Pyramids in the Water
The pool was empty at twilight, just as I'd hoped. I slipped into the water, its surface breaking the copper light of the setting sun into fractured **orange** shards that danced across my arms. This was the only place I could still feel whole—buoyant, weightless, stripped of the corporate ambition that had defined forty years of my life.
My **hair** floated around me like spilled ink, stark white now. A testament to surviving the chemotherapy that Marian hadn't. Six months ago, she'd called me from a hospital bed, her voice thinned by radiation, to confess she'd invested everything I'd given her—every cent of my retirement savings—into his latest scheme. Another **pyramid**, she'd whispered, the word breaking against tears. Another house of cards built on promises she'd wanted desperately to believe.
She'd died three days later, but the betrayal lived on, breathing in the foreclosure notices, the collection calls, the impossibility of retirement at sixty-seven. Still I swam, my arms cutting through water that felt like forgiveness I couldn't quite grant.

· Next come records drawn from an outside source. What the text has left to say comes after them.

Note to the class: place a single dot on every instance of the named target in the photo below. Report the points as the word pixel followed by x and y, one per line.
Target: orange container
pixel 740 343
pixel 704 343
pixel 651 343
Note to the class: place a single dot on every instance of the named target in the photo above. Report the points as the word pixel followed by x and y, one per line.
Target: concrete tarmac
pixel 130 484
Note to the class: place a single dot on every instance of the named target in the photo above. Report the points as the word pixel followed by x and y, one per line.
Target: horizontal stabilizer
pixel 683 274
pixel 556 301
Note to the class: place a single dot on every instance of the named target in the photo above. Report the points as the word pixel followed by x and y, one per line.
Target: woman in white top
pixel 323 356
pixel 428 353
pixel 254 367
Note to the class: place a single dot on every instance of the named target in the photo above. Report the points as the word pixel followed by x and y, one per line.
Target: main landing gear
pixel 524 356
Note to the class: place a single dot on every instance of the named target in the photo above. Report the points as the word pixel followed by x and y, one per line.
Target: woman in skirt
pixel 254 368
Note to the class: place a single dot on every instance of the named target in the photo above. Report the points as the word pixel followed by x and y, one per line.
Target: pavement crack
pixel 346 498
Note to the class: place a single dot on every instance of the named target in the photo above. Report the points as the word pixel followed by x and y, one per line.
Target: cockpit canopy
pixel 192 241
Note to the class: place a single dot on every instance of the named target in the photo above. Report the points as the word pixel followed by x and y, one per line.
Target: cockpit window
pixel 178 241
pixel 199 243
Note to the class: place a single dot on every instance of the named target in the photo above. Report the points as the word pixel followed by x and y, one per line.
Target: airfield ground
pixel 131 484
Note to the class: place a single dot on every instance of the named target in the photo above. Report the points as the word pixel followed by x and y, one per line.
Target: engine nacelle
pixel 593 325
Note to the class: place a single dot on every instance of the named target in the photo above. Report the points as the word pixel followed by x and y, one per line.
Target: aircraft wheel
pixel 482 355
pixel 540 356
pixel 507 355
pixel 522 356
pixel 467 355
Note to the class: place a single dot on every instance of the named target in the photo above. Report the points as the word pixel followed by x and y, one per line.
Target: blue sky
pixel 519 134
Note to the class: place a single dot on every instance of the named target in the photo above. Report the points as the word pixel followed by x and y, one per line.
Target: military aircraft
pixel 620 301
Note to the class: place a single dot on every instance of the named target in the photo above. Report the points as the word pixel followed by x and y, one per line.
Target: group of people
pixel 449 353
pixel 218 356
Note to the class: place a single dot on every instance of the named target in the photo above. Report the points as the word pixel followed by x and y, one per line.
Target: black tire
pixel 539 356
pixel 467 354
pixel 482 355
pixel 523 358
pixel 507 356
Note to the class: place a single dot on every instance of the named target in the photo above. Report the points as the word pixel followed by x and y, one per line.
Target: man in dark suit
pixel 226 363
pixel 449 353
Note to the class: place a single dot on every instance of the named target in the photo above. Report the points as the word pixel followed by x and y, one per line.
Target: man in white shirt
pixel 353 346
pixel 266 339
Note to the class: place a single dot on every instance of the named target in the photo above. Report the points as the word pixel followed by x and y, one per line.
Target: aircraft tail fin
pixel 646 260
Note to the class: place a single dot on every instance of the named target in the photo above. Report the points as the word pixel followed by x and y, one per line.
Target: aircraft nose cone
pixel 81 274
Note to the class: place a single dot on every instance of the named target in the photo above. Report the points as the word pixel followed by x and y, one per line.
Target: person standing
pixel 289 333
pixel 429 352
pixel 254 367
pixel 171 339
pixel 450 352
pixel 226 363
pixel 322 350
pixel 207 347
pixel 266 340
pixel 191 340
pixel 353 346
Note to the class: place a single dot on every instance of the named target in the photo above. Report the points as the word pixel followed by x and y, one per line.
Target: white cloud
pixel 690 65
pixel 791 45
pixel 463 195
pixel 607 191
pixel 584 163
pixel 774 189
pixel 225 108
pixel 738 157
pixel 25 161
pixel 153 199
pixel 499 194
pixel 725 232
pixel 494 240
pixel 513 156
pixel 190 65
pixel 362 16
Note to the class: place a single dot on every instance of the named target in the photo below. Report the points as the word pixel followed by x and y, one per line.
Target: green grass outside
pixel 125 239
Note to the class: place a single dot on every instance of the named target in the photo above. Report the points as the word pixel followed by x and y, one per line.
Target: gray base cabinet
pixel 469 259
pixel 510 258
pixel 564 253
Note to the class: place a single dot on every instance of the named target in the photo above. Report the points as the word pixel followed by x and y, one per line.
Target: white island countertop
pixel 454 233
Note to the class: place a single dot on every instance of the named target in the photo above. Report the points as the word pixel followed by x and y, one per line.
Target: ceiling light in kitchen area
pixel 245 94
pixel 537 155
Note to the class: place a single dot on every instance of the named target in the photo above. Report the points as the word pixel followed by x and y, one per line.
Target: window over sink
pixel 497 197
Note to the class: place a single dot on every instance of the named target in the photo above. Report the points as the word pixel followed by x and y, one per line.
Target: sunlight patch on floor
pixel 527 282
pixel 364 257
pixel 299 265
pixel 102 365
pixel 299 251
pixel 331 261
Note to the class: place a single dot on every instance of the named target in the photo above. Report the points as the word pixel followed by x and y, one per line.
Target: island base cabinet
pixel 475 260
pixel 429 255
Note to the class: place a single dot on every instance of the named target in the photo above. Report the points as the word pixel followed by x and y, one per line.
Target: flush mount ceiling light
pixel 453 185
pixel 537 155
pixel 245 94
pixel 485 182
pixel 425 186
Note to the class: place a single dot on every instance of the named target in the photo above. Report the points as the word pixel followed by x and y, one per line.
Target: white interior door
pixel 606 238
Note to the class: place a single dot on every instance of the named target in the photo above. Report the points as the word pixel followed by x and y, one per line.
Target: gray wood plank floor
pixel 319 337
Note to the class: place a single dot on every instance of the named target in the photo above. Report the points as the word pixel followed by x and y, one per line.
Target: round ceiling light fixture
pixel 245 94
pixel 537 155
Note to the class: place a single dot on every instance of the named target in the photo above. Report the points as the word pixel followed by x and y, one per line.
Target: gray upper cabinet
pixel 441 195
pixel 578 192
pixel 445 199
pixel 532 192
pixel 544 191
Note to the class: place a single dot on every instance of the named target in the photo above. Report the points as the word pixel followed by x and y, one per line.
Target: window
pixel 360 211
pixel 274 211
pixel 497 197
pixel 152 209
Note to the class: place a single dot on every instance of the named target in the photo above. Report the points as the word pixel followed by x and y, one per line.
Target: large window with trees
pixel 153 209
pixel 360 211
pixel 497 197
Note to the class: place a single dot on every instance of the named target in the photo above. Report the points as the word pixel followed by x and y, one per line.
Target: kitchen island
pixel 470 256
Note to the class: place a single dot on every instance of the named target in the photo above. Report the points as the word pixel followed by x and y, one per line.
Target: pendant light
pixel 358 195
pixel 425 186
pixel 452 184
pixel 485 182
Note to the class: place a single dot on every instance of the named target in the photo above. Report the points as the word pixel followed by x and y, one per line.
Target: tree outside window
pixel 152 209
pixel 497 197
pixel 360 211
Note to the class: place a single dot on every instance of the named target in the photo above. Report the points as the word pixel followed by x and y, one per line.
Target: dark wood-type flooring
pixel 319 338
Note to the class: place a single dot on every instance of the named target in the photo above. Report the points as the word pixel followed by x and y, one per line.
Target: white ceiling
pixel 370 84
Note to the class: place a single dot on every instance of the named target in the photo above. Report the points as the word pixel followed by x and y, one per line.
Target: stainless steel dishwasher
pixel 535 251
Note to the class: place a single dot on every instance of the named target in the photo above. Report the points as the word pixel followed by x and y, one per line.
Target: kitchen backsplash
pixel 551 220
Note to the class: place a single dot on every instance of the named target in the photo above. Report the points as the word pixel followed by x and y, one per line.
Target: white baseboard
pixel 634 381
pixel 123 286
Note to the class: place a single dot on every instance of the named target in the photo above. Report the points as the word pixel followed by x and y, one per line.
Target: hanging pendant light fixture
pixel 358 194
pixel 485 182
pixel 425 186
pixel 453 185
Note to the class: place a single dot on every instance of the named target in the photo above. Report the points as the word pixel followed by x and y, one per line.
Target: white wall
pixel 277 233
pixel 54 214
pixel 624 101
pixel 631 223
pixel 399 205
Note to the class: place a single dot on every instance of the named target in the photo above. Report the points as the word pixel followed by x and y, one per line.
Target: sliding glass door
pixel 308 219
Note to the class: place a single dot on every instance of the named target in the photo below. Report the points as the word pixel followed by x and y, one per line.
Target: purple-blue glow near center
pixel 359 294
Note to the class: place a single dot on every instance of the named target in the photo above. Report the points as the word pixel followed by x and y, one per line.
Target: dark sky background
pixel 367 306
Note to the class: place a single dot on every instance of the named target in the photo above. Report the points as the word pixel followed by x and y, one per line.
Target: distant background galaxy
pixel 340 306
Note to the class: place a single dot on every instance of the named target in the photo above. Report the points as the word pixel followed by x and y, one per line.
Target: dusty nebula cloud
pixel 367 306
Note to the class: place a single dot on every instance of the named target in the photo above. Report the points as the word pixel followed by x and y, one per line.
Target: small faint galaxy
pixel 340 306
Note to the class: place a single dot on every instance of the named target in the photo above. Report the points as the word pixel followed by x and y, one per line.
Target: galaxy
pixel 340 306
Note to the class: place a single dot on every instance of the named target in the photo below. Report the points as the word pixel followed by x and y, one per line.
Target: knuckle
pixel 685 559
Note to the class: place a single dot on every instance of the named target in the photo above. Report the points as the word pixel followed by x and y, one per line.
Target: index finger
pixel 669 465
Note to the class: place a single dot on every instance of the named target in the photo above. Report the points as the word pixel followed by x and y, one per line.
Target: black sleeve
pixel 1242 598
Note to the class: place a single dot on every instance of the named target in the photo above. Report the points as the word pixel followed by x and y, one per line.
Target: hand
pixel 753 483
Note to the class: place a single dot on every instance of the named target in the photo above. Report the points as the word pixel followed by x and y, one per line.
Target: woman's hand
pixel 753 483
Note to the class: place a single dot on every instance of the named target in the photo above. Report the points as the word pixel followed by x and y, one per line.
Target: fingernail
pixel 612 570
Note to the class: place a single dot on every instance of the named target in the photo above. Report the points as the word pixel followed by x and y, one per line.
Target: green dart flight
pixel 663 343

She'd been my oldest **friend**, the sister of my soul, since we were seven. We'd built each other's lives, witnessed every marriage, every birth, every heartbreak. How had she not known that stealing my future would sever something love couldn't repair?
The pool lights flickered on, turning the water to liquid gold. I trod water, suspended between what was and what would never be. Marian had always been the dreamer, the one who chased improbable futures. I'd been her anchor, her safety net. Until her final gamble cost me everything.
I began swimming again, pulling myself through the water one stroke at a time. There was a terrible symmetry to it—how we'd spent a lifetime **swimming** together through every imaginable current, only to drown in the end not in water, but in the wreckage of trust.
Somewhere beyond the pool's edge, my phone waited with another unanswered call from the bank. But here, suspended in water and twilight, I could still believe that some debts—between friends, between the living and the dead—might eventually be forgiven.